When I was a little girl, I loved to wear African attire. For special events at school, whether it was my birthday or a school dance or a school dinner, I would transform from a nerdy black girl with what the white girls called a bubble butt into a Nigerian Cinderella. Everyone would “Oooh” and “Ahhhhh” and tell me how pretty I looked when I wore the outfits. This was a contrast from the other days of the week when I was teased about my jherri curl and how it left curl activator all over the bus seat. I would be decked out in vibrant wraps and blouses with colors such as golds and greens or aqua with fake rhinestones all over. I would get several comments from the teachers “You look very lovely today, Chinyere.” The cliquey girls in my school would be just a little bit nicer to me, asking me where my dress came from.
“The material comes from Holland,” I would say, feeling like an “ethnic” fashion model. “But my mom’s friend designed it and made it for me.”
They were amazed at the cost of the dresses and that the girl who could not afford to wear Benetton sweat shirts could afford such expensive clothing.
My African dresses would give me something to be proud of. Although I didn’t speak the language and I hardly ever touched fufu, I never felt more Nigerian than when I was wearing rapa, a blouse, and a headdress.

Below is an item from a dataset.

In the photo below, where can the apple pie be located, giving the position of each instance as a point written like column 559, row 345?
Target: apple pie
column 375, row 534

Or even a long dress with colored stones (or stones of color?) and patterns.
When my entire family would go out to parties, we were a sight to see. My siblings and I would usually wear matching outfits – me and my sister and then my brothers in corresponding colors. We looked like an African-inspired choir, there were so many of us. Once, my Mom made us outfits out of a warm gold material. It was patterned with raised shells all over: the boys wore long seemingly oversized shirts that fell at the knee. They would also wear drawstring pants out of the same material. My sister and I had matching blouses and wrap skirts. Our mother would help us put on a headscarf and suddenly our headdresses were our crowns and our dresses our ball gowns.
My mother and father would frequently mix and match materials from each other’s outfits. For example, My dad’s pants would be made out of the same material as my mother’s headdress and skirt and they would wear the same color tops. But they were always the most impressive when they wore the same material from head to toe. My favorite outfit was when they both wore white lace outfits with rhinestones all over. My Daddy’s top would reach all the way to his ankles and when he stretched his arms out at his sides, he looked like he was swooping in to our home with white lacey mega-wings. He then wore a regal cap on his head – always black with red hand painted swirls and colored stones.

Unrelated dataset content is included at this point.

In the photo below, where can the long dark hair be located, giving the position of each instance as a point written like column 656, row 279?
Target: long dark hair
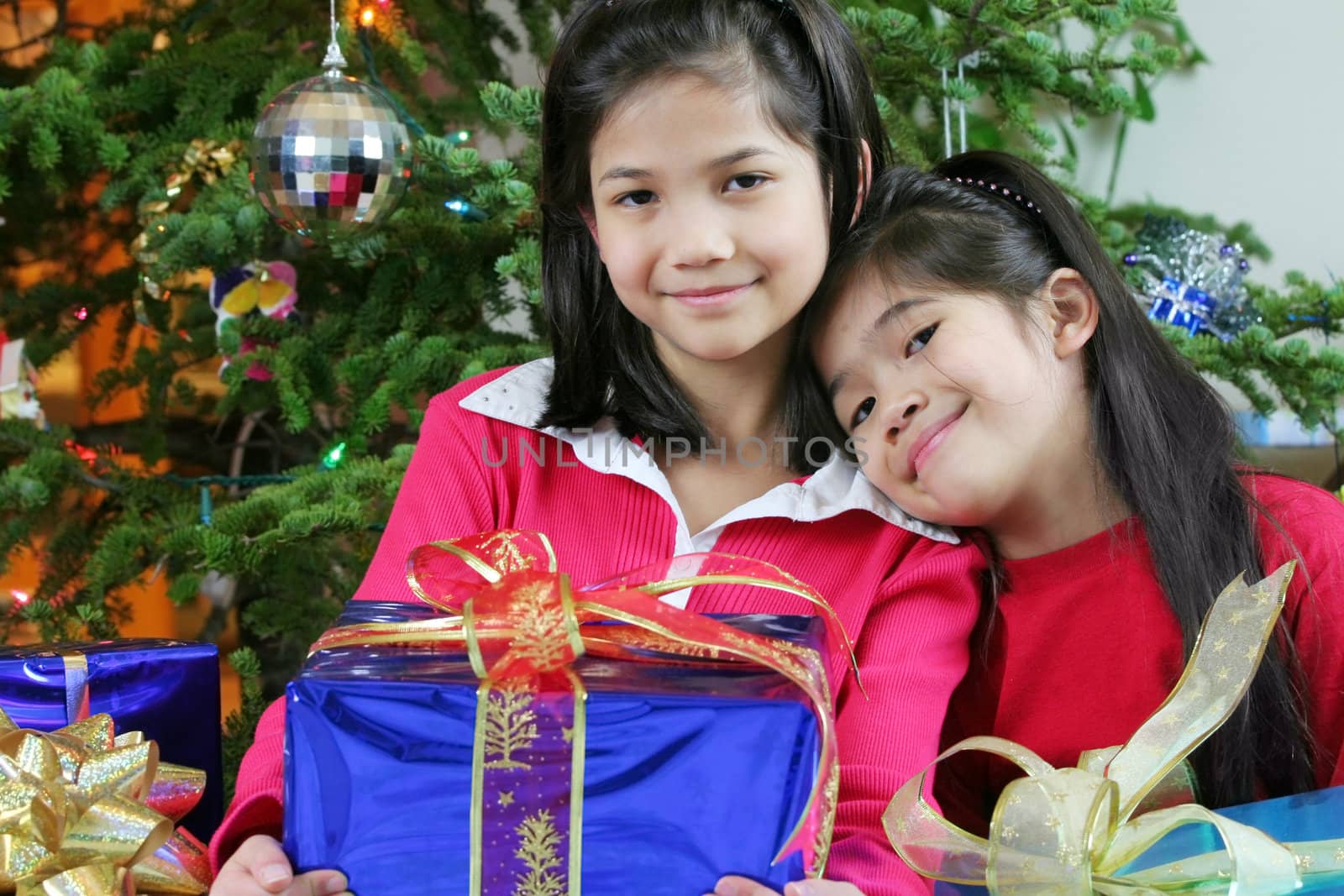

My Mommy always played the queen next to my Dad’s king. A short chubby lady, my mother rarely cared about her appearances. Around the house she would frequently wear pants with holes or shirts that were clearly the result of an accident in the laundry room. Mommy, did not care. However, when there was a party, all of a sudden, the swan emerged. I remember watching her tie the rapa round and round her waist. She would often ask me to hold the corners of it as she pulled the ends of the rapa. Finally, she would tie the two corners into a knot and fold into her skirt. Sometimes when she had gained weight, I felt like a servant in the days when women wore corsets-yanking and pulling the material until she could tie it. Afterwards, there would be a search for Mommy’s shoes. It would often take her a half an hour just to find a pair of shoes she felt she could wear with her outfit.

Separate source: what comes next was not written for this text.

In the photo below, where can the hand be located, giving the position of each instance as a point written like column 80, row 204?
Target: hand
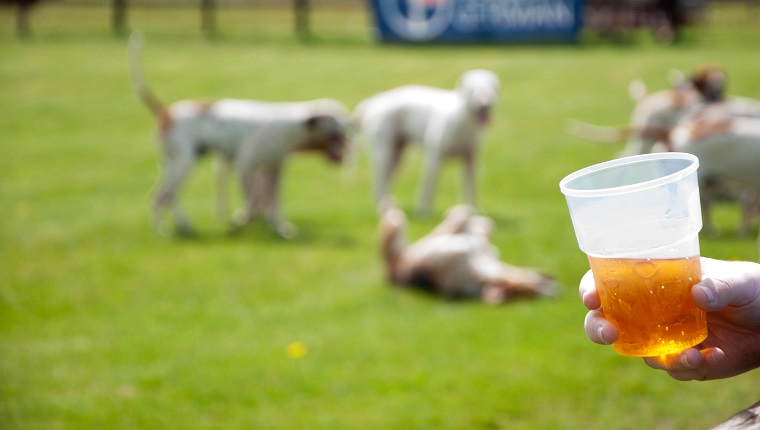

After the entire ordeal, we would emerge from our publicly subsidized housing, a royal family in Chicago. I remember an older African American woman riding in the elevator with us, one with glasses to large for her long thin face that matched her wiry body. Others would stare, watching our every move. “They look so pretty!” young teenage girls would say to each other, eyeing our caravan that younger kids would point. (Depending on his mood, our building security guard, Mr. Tucker, would smile and nod, or)
When I had my brief stint at Harvard, I remember a professor commented “In the 1970’s Africans would frequently wear their traditional outfits to distance themselves from African Americans. They don’t do that so much anymore.” I remember wanting to throw daggers at him with my eyes, but seeing as how he was a prestigious professor, I bit my tongue. I remember feeling outraged at such a comment. How dare he, I thought, him with his white wife. But I said nothing. For a second, I felt as though he had caca’ed all over my pride in my Nigerian heritage, but I immediately forgave him because I realized, a lot of people probably share that ignorance. He couldn’t understand that us Africans were assimilating with time in the U.S. and in our own way.
For example, most of the time, my parents wore Western style clothing. My younger uncles loved their jumpsuits and Adidas and the women took to getting their hair done every couple of weeks at the salon just like many American Blacks.
However, every once in a while, Africa would appear, even in the Western outfits. I remember when my uncles would first arrive in the country with their crazy patterned pants and non-matching t-shirts saying “Do the Right Thing” or “Don’t Worry Be Happy.” When I was a little girl, I frequently reminded my dad that he could not wear a black and white suit with a blue and white striped shirt. He would relentlessly argue that they both had white in them, but I would not back down before he left for church or work. Sometimes, he would wear the outfits anyways and looking at him in those crazy get ups almost gave me a headache.